一个 简单的方法 是使用 scikit-learn KernelDensity:
import numpy as np
import pandas as pd
from sklearn.neighbors import KernelDensity
from sklearn import preprocessing
ds=pd.read_csv('data-by-State.csv')
Y=ds.loc[:,'State'].values # State is AL, AK, AZ, etc...

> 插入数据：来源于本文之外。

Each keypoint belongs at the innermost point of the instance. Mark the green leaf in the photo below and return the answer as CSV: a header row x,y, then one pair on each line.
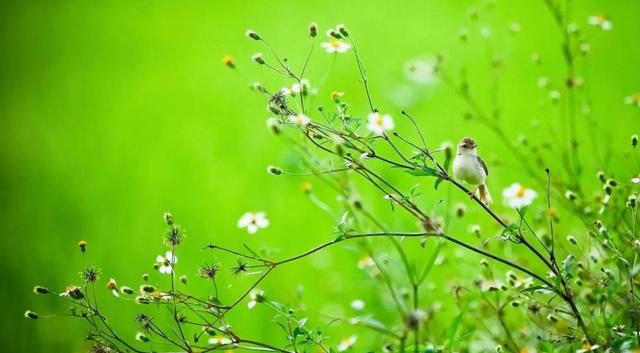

# With categorical data we need some label encoding here...
le = preprocessing.LabelEncoder()
le.fit(Y) # le.classes_ would be ['AL', 'AK', 'AZ',...
y=le.transform(Y) # y would be [0, 2, 3, ..., 6, 7, 9]
y=y[:, np.newaxis] # preparing for kde
kde = KernelDensity(kernel='gaussian', bandwidth=0.75).fit(y)
# You can control the bandwidth so the KDE function performs better
# To find the optimum bandwidth for your data you can try Crossvalidation
x=np.linspace(0,5,100)[:, np.newaxis] # let's get some x values to plot on
log_dens=kde.score_samples(x)
dens=np.exp(log_dens) # these are the density function values
array([0.06625658, 0.06661817, 0.06676005, 0.06669403, 0.06643584,
0.06600488, 0.0654239 , 0.06471854, 0.06391682, 0.06304861,
0.06214499, 0.06123764, 0.06035818, 0.05953754, 0.05880534,
0.05818931, 0.05771472, 0.05740393, 0.057276 , 0.05734634,
0.05762648, 0.05812393, 0.05884214, 0.05978051, 0.06093455,
..............
0.11885574, 0.11883695, 0.11881434, 0.11878766, 0.11875657,
0.11872066, 0.11867943, 0.11863229, 0.11857859, 0.1185176 ,
0.11844852, 0.11837051, 0.11828267, 0.11818407, 0.11807377])
这些值是您在直方图上绘制内核密度所需的全部。卡皮托?
现在,在理论上,如果 X 是分类 (*)、具有 c 个可能值的无序变量,则对于 0 ≤ h < 1
是一个有效的内核。对于有序的 X,
这里|x1-x2|应该理解为x1和x2相隔多少层。由于 h 趋于零,这两者都成为指标, return 成为相对频率计数。 h 通常被称为 带宽.
(*) 不需要在变量 space 上定义距离。不需要是度量标准 space。
Devroye, Luc and Gábor Lugosi (2001). Combinatorial Methods in Density Estimation. Berlin: Springer-Verlag.